BROOKINGS – Five research projects at South Dakota State University were awarded funds through the SDSU Research, Scholarship and Creative Activity Challenge fund for the next fiscal year. The challenge is to support the growth of sponsored research, scholarship and creative activity with a goal of enhanced competitiveness among SDSU faculty for future external funding to complete the research.
The challenge is sponsored by the Office of Academic Affairs and the Division of Research and Economic Development. The challenge awards up to $100,000 to be divided among three areas: arts and humanities, scholarship of teaching and learning, and science and technology.
“It is important that as a high-performing research university we make the effort to invest in the growth of our faculty and the scholarly work conducted throughout the university,” said Daniel Scholl, vice president of research and economic development. “These investments create opportunities for initiatives and research projects to grow from a smaller scale into large, well-funded projects through national grants and collaboration with other universities and industries to generate the type of knowledge that solves our most complex problems.”
The five projects selected to receive funds through the challenge are:
• Editorship of Victorian Periodicals Review. Katherine Malone is an assistant professor in the Department of English and has been selected as editor of Victorian Periodicals Review, a quarterly academic journal that serves as the flagship publication of the Research Society for Victorian Periodicals. The periodical is published by Johns Hopkins University Press and Malone’s role will oversee all aspects of the journal’s publication. The journal will raise the profile of the university internationally, increase the opportunity for future external grants and provide a valuable experiential learning opportunities for graduate and undergraduate students.
• Assessing ceramide and mapping the metabolome in older adults consuming the dietary approaches to stop hypertension diet. Cydne Perry is an assistant professor in the Department of Health and Nutritional Sciences. Her research will help identify molecular causes of metabolic disease in older adults to aid in the development of effective and feasible therapeutic methods to address metabolic health. The population of older adults is expected to increase to 98 million by 2060 and the work in this area is to enhance longevity, reduce chronic disease risk and economic burden associated with health-care costs.
• Proof-of-Concept: Harnessing the big data from smart grids for anomaly detection and classification. Zhen Ni, an assistant professor in electrical engineering and computer science, is expanding research capacity through a proof-of-concept study of developing new machine-learning algorithms to handle the big data issue in smart grids. The end goal is to develop a new framework that integrates a power system synchrophaser network with a cloud-based big data computing engine to address the challenge of real-time processing of increasing data generated by the interconnected power grid.
• Battery energy storage system-based virtual inertia for a resilient power grid. The project’s research objective is to address variability issues in power grids with large amounts of renewable energy sources to efficiently improve frequency stability. As more renewable energy sources are installed in the power grid, mechanical inertia in the system is reduced due to fewer large-spinning generators, like coal. The reduced inertia causes technical issues related to maintaining needed system frequency to avoid increased power outages.
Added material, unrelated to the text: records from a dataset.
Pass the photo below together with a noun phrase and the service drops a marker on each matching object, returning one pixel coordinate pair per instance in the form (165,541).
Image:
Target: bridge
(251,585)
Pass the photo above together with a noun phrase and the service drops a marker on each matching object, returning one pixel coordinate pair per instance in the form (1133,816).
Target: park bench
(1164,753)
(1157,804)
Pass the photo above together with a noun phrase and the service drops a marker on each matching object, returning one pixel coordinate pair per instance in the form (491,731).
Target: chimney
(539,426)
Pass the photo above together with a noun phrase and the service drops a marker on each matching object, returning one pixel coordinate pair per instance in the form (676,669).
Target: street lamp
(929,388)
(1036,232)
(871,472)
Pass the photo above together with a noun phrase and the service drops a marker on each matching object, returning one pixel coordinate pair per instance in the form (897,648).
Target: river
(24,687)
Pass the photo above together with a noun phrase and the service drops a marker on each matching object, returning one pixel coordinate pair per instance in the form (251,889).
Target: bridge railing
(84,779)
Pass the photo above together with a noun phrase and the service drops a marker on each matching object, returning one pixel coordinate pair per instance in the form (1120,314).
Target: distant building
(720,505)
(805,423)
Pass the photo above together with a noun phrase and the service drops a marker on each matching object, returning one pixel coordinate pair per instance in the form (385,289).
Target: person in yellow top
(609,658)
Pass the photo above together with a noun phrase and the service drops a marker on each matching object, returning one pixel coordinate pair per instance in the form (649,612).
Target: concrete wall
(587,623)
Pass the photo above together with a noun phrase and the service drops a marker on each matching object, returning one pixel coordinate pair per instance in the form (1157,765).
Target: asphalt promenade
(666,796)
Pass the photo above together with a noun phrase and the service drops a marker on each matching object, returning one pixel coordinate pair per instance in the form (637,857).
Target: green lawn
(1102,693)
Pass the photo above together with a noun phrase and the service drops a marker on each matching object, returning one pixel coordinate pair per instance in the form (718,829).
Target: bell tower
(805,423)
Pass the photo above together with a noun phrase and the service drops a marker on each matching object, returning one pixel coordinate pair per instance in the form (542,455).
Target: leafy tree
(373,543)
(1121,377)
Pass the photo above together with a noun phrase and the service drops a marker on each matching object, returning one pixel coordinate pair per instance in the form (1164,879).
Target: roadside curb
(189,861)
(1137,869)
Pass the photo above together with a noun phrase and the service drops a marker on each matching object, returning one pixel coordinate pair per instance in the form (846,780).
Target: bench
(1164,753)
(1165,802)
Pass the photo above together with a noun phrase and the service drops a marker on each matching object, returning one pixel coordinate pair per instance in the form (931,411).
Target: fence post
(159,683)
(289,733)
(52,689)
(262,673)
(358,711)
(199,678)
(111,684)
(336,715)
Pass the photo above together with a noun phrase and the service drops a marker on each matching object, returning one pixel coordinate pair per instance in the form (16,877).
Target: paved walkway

Timothy Hansen, assistant professor is electrical engineering and computer science, is the principal investigator, while Reinaldo Tonkoski, an associate professor in that department, is the co-investigator on the project.
• Impact on students’ cognitive creative behaviors from an artist-in-residence program in higher education: Baseline data for a NEA research: Art works-value and impact grant submission. This project will focus on using the existing Stuart Artist-in-Residence program at SDSU to better understand the impact made by artist interactions on students’ creative behaviors. The project intends to close the gap in knowledge at the higher education level Artist-in-Residence programs are experiencing. There is a growing interest across multiple academic disciplines of using the programs to enhance students’ creative cognition. But the available research and literature is primarily focused on K-12 education, how to create the programs and the impacts on the artists themselves. Pat Crawford, associate professor and director of the School of Design, is the principal investigator.